The novel’s pacing is masterful, with the tour de force being the final third of the book. With the stage set and less than one hundred pages to go, there is a sense of foreboding, of dread and anticipation as a showdown awaits the gathering of its participants. Herron fragments the narrative, manipulating it forwards and backwards, from character to character, move to move.
All of which brings us to the upcoming Apple TV+ television adaptation of Down Cemetery Road, premiering October 29. Highly anticipated by fans, it will feature Emma Thompson as Boehm and Ruth Wilson as Tucker, but the nature of the book will require changes for a screen version. One would think that Boehm would have a larger presence in the TV production. The advantages of the novel’s print medium to maneuver the twists and turns, however, will not be reproducible for television. And Aykroyd’s observations about the characters’ “internal states” are less suitable for the screen. Then again, the series boasts acting of a high caliber with Thompson and Wilson, so we’ll see how these personas and the storyline adapt.
The Guardian reports it’s “clear that character is where all [Herron’s] work starts, and that his intricate plots…are a “maypole around which the characters dance.” For Down Cemetery Road, Herron seems to have used himself somewhat as a model for his protagonist. “It’s the most autobiographical thing I’ve ever written,” he admitted to Lepore, who explains that “a house on his street blew up. And he was Sarah: clever, curious, and painfully thwarted.”

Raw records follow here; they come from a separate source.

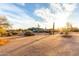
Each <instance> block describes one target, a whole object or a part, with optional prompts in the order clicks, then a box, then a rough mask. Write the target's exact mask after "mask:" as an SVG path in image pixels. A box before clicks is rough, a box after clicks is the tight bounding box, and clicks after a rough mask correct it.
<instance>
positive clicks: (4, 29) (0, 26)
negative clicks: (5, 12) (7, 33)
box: [0, 16, 10, 36]
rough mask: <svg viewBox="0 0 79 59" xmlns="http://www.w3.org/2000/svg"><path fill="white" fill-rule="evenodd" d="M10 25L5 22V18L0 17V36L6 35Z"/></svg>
mask: <svg viewBox="0 0 79 59" xmlns="http://www.w3.org/2000/svg"><path fill="white" fill-rule="evenodd" d="M9 26H10V24H9V23H8V21H7V18H6V17H5V16H0V35H1V36H3V35H5V34H6V31H7V29H8V27H9Z"/></svg>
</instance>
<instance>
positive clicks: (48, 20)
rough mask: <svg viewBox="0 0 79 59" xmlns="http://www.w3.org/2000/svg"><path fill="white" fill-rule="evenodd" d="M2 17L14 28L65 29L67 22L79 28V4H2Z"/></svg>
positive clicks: (0, 3) (42, 3)
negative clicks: (38, 26) (53, 23)
mask: <svg viewBox="0 0 79 59" xmlns="http://www.w3.org/2000/svg"><path fill="white" fill-rule="evenodd" d="M0 15H5V16H6V17H7V19H8V21H9V23H10V24H11V25H12V27H13V28H29V27H37V24H40V27H42V28H45V27H47V28H52V23H53V22H55V23H56V27H63V26H64V25H65V23H66V22H71V23H72V24H73V25H74V26H77V27H78V26H79V24H78V22H79V4H61V3H58V4H56V3H53V4H50V3H4V4H3V3H0Z"/></svg>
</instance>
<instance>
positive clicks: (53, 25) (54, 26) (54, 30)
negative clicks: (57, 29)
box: [53, 22, 55, 35]
mask: <svg viewBox="0 0 79 59" xmlns="http://www.w3.org/2000/svg"><path fill="white" fill-rule="evenodd" d="M54 31H55V22H53V35H54Z"/></svg>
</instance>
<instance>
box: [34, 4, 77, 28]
mask: <svg viewBox="0 0 79 59" xmlns="http://www.w3.org/2000/svg"><path fill="white" fill-rule="evenodd" d="M75 8H76V4H68V3H66V4H61V3H53V4H50V8H41V9H37V10H35V14H36V15H37V16H39V17H41V18H43V19H44V20H45V21H46V22H47V26H48V27H52V23H53V21H55V23H56V27H59V26H60V27H62V26H64V24H65V23H66V22H67V21H68V20H69V19H68V17H69V16H70V15H71V14H72V13H73V11H74V10H75Z"/></svg>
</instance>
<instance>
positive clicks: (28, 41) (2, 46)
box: [0, 33, 79, 56]
mask: <svg viewBox="0 0 79 59" xmlns="http://www.w3.org/2000/svg"><path fill="white" fill-rule="evenodd" d="M70 35H72V37H71V38H64V37H61V35H59V34H58V35H54V36H53V35H36V36H31V37H22V38H19V39H17V38H16V39H15V40H13V41H11V42H10V43H9V44H7V45H5V46H1V47H0V55H12V56H17V55H19V56H54V55H55V56H63V55H65V56H70V55H71V56H72V55H76V56H77V55H79V34H78V33H77V34H75V33H71V34H70Z"/></svg>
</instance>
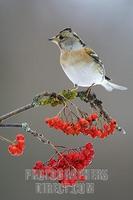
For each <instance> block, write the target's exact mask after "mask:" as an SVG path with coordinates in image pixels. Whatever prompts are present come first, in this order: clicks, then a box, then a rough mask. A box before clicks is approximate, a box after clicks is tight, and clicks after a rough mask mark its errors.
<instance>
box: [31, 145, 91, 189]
mask: <svg viewBox="0 0 133 200" xmlns="http://www.w3.org/2000/svg"><path fill="white" fill-rule="evenodd" d="M93 156H94V149H93V146H92V144H91V143H87V144H86V145H85V146H84V147H82V148H81V149H80V151H72V150H71V151H68V152H66V153H65V152H64V153H63V152H62V153H60V154H58V155H57V158H56V159H55V158H51V159H50V160H49V161H48V162H47V163H43V162H42V161H37V162H36V163H35V165H34V167H33V173H35V174H36V175H37V174H38V175H40V174H41V176H46V175H47V176H48V177H50V178H52V179H54V180H55V179H58V181H59V183H60V184H61V185H62V186H71V185H75V184H76V183H77V182H78V181H84V180H85V176H84V175H82V174H81V173H82V172H83V170H84V169H85V168H86V167H87V166H89V165H90V164H91V161H92V159H93ZM68 171H69V172H70V173H71V172H72V174H71V175H70V173H69V176H68V174H67V173H66V172H68ZM53 172H54V173H53ZM60 172H63V173H62V176H60V175H59V173H60ZM74 172H75V173H74Z"/></svg>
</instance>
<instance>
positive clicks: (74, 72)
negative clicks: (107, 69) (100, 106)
mask: <svg viewBox="0 0 133 200" xmlns="http://www.w3.org/2000/svg"><path fill="white" fill-rule="evenodd" d="M49 40H50V41H52V42H54V43H55V44H57V45H58V47H59V48H60V64H61V66H62V69H63V70H64V72H65V73H66V75H67V76H68V78H69V79H70V80H71V81H72V82H73V84H74V85H76V86H81V87H91V86H92V85H102V86H103V87H104V88H105V89H106V90H108V91H112V90H113V89H118V90H126V89H127V88H126V87H123V86H120V85H117V84H114V83H112V82H111V79H110V78H108V77H107V76H106V75H105V69H104V65H103V63H102V61H101V60H100V59H99V57H98V55H97V54H96V52H95V51H93V50H92V49H90V48H88V47H86V44H85V43H84V42H83V41H82V40H81V38H80V37H79V36H78V35H77V34H76V33H75V32H73V31H72V29H71V28H65V29H63V30H62V31H60V32H59V33H58V34H57V35H56V36H54V37H52V38H50V39H49Z"/></svg>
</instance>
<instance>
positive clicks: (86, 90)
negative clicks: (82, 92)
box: [86, 83, 95, 96]
mask: <svg viewBox="0 0 133 200" xmlns="http://www.w3.org/2000/svg"><path fill="white" fill-rule="evenodd" d="M94 85H95V83H93V84H92V85H91V86H90V87H88V89H87V90H86V96H89V94H90V93H91V90H92V87H93V86H94Z"/></svg>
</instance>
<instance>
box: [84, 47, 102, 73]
mask: <svg viewBox="0 0 133 200" xmlns="http://www.w3.org/2000/svg"><path fill="white" fill-rule="evenodd" d="M85 51H86V53H87V54H88V55H89V56H90V57H91V58H92V59H93V60H94V62H96V63H97V64H98V70H99V72H100V73H101V74H102V75H104V76H105V69H104V65H103V63H102V61H101V60H100V58H99V56H98V55H97V54H96V52H95V51H93V50H92V49H90V48H85Z"/></svg>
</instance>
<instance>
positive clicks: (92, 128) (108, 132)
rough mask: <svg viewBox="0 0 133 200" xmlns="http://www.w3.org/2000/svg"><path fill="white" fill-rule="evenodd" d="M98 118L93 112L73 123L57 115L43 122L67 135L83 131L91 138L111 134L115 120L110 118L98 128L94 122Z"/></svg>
mask: <svg viewBox="0 0 133 200" xmlns="http://www.w3.org/2000/svg"><path fill="white" fill-rule="evenodd" d="M98 119H99V118H98V115H97V114H96V113H93V114H91V115H89V116H88V117H86V118H79V119H78V120H77V121H76V122H74V123H73V122H67V121H64V120H63V119H61V118H60V117H59V116H54V117H52V118H47V119H46V120H45V122H46V123H47V124H48V126H49V127H52V128H55V129H57V130H60V131H63V132H64V133H66V134H67V135H79V134H80V133H83V134H84V135H90V136H91V137H93V138H95V137H99V138H105V137H107V136H108V135H110V134H113V132H114V131H115V129H116V121H115V120H113V119H112V120H110V122H109V123H108V124H107V123H104V124H103V126H102V128H99V127H98V126H97V123H96V122H97V121H98Z"/></svg>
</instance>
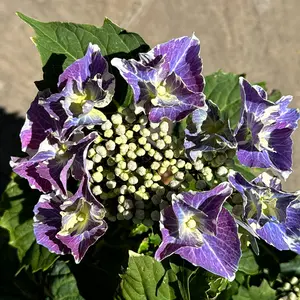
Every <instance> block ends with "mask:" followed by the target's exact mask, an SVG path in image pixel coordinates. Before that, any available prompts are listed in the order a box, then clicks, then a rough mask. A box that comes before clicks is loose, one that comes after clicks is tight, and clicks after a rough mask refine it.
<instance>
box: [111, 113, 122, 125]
mask: <svg viewBox="0 0 300 300" xmlns="http://www.w3.org/2000/svg"><path fill="white" fill-rule="evenodd" d="M111 121H112V123H113V124H114V125H121V124H122V116H121V115H120V114H114V115H112V116H111Z"/></svg>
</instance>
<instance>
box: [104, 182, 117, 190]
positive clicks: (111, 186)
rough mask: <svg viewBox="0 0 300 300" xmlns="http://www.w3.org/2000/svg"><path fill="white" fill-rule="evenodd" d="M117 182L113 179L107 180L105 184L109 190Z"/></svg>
mask: <svg viewBox="0 0 300 300" xmlns="http://www.w3.org/2000/svg"><path fill="white" fill-rule="evenodd" d="M116 185H117V183H116V182H115V181H113V180H109V181H107V182H106V186H107V188H109V189H110V190H111V189H114V188H115V187H116Z"/></svg>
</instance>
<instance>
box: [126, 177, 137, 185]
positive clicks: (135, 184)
mask: <svg viewBox="0 0 300 300" xmlns="http://www.w3.org/2000/svg"><path fill="white" fill-rule="evenodd" d="M128 182H129V183H130V184H132V185H136V184H138V182H139V180H138V178H137V177H136V176H131V177H130V178H129V180H128Z"/></svg>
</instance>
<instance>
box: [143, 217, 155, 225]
mask: <svg viewBox="0 0 300 300" xmlns="http://www.w3.org/2000/svg"><path fill="white" fill-rule="evenodd" d="M143 224H144V225H145V226H147V227H151V226H153V224H154V222H153V221H152V220H151V219H144V221H143Z"/></svg>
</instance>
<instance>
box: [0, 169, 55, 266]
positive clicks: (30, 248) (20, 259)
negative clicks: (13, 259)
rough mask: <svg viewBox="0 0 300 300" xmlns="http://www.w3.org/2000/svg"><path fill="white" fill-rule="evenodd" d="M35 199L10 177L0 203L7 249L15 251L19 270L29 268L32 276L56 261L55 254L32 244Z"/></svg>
mask: <svg viewBox="0 0 300 300" xmlns="http://www.w3.org/2000/svg"><path fill="white" fill-rule="evenodd" d="M38 199H39V193H38V192H37V191H33V190H32V189H31V188H30V187H29V186H28V183H27V181H26V180H24V179H21V178H20V177H18V176H17V175H15V174H13V175H12V179H11V182H10V183H9V184H8V186H7V188H6V190H5V191H4V193H3V195H2V197H1V202H0V212H1V213H0V215H1V218H0V227H2V228H5V229H6V230H7V231H8V232H9V245H11V246H13V247H15V248H16V249H17V254H18V258H19V260H20V262H21V269H22V268H23V267H27V266H30V267H31V270H32V272H36V271H38V270H46V269H48V268H49V267H50V266H51V265H52V264H53V263H54V261H55V260H56V259H57V256H56V255H55V254H52V253H50V252H49V251H48V250H47V249H46V248H44V247H43V246H40V245H37V244H36V243H35V236H34V233H33V219H32V218H33V212H32V210H33V206H34V205H35V204H36V203H37V201H38ZM21 269H20V270H21Z"/></svg>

As with the Slough House novels, Herron supplements his longer Oxford narratives with short stories about the characters. Three of the four tales originally published in Ellery Queen’s Mystery Magazine from 2008 to 2013 feature Zoe and her husband. The first two, “Proof of Love” & “The Other Half,” were published just prior to the fourth book in the series and the third, “Mirror Images,” one year after the run. Each provides an earlier glimpse of the couple’s dynamics and what they were up to before encountering Tucker, a sort of literary retconning. The fourth story, 2013’s “What We Do,” is set after Sarah has entered their lives.
For those who haven’t yet entered this fictional world, an argument could be made for starting with the first three Zoe Boehm short stories, all of which are collected in the Dolphin Junction anthology, before undertaking Down Cemetery Road and the other three novels. Chronology of narrative vs. chronology of publishing? Toss a coin and dig in.